1811-1812 Seismic Event

What many refer to as the Great New Madrid Earthquake, was actually a seismic event made up of 3 major quakes, followed by thousands of aftershocks, ranging from strong damaging quakes and diminishing to weaker quakes that lasted for years after the main shocks. The 3 main shocks were estimated at magnitudes 7.7, 7.5, and 7.7. As there were no seismograph stations in the region at that time, magnitude estimates vary widely (from 7.7 to 8.1) based on interpretation of journal accounts, damage reports, and descriptions of effects from that time.

The main shocks were felt as far away as the Gulf Coast, East Coast, and Quebec. The area of damage is estimated at 600,000 square kilometers; the quakes were felt over an area of approximately 5,000,000 square kilometers. The area of strong shaking was approximately 10 times that of the Great 1906 San Francisco Earthquake.

In addition to the main shocks, 4 aftershocks estimated at greater than 6.0 occurred between December 16, 1811 and February 1812. More than 200 aftershocks ranging from large to moderate were reported between December 1811 and March 1812. An estimated 1,800 additional aftershocks took place during the same period.

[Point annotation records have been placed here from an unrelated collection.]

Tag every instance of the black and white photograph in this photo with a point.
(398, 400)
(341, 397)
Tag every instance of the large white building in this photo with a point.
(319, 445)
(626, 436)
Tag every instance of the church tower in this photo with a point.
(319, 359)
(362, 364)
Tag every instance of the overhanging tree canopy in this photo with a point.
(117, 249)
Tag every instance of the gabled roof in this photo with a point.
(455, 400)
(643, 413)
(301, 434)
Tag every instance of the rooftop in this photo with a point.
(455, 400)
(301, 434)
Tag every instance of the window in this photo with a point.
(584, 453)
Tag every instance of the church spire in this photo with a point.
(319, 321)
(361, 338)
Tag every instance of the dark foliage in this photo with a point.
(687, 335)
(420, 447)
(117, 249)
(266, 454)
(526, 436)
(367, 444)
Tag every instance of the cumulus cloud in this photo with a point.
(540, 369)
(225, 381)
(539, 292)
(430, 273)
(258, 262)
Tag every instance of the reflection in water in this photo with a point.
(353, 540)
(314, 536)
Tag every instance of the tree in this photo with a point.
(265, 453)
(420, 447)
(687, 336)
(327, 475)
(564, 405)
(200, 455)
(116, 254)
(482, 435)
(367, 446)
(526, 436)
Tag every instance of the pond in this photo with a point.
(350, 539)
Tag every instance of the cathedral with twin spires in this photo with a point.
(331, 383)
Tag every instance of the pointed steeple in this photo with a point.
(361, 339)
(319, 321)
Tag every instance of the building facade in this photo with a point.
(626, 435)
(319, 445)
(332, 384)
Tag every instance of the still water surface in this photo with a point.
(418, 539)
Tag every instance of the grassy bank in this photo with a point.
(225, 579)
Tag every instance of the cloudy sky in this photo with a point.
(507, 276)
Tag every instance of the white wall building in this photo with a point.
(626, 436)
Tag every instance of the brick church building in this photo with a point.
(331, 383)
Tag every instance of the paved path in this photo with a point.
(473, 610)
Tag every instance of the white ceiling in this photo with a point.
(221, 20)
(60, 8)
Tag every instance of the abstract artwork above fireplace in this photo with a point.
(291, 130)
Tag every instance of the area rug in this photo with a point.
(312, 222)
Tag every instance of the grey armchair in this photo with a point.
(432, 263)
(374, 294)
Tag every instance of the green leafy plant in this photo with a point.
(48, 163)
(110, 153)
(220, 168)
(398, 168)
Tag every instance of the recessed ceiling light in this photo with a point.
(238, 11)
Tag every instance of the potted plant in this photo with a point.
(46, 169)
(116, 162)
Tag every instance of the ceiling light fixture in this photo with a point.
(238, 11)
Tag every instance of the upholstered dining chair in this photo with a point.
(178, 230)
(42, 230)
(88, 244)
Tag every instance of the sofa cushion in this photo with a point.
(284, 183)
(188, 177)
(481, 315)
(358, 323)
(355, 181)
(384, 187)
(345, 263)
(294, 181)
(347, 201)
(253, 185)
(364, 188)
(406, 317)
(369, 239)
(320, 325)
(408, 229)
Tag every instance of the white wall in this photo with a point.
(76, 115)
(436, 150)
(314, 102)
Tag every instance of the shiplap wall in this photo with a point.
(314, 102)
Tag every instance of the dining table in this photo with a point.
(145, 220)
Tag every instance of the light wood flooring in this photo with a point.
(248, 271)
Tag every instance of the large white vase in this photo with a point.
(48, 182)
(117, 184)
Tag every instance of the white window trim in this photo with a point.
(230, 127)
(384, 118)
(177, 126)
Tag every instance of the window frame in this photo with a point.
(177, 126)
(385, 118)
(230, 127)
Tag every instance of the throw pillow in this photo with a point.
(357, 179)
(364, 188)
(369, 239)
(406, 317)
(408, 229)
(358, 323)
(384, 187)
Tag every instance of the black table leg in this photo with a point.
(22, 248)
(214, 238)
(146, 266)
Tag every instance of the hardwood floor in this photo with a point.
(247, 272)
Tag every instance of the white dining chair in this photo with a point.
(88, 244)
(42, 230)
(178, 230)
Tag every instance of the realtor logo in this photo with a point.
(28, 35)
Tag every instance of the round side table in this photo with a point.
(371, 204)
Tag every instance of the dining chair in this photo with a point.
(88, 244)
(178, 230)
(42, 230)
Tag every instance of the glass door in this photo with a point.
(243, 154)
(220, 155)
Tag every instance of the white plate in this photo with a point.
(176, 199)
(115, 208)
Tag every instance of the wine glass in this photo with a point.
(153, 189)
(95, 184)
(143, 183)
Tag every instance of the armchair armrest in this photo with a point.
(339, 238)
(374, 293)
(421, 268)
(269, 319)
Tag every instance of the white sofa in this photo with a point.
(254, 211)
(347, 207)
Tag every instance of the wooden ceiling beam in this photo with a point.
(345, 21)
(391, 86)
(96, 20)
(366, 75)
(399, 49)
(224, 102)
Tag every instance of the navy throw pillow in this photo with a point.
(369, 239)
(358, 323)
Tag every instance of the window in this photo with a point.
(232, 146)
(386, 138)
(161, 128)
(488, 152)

Aftershocks strong enough to be felt extended through 1817. Aftershock activity continued over the next decade.

Land Changes
The effects of the quakes were extensive and dramatic. Land deformation and elevation changes, both uplift and subsidence, created major land features such as the St. Francis Sunklands in northeast Arkansas, Reelfoot Lake in western Tennessee, and temporary waterfalls on the Mississippi River. Vast tracts of land were flooded. The most severely affected area is estimated at between 78,000 and 129,000 square kilometers. Large regions of fertile land were made unfit for farming for many years afterward by landslides, sandblows, fissures, and flooding. Thousands of sandblows are still visible today.

On the Mississippi River, miles of high river embankments collapsed and entire islands were reported submerged. The river was filled with debris, navigation channels changed, and large waves were generated. Turbulence capsized boats.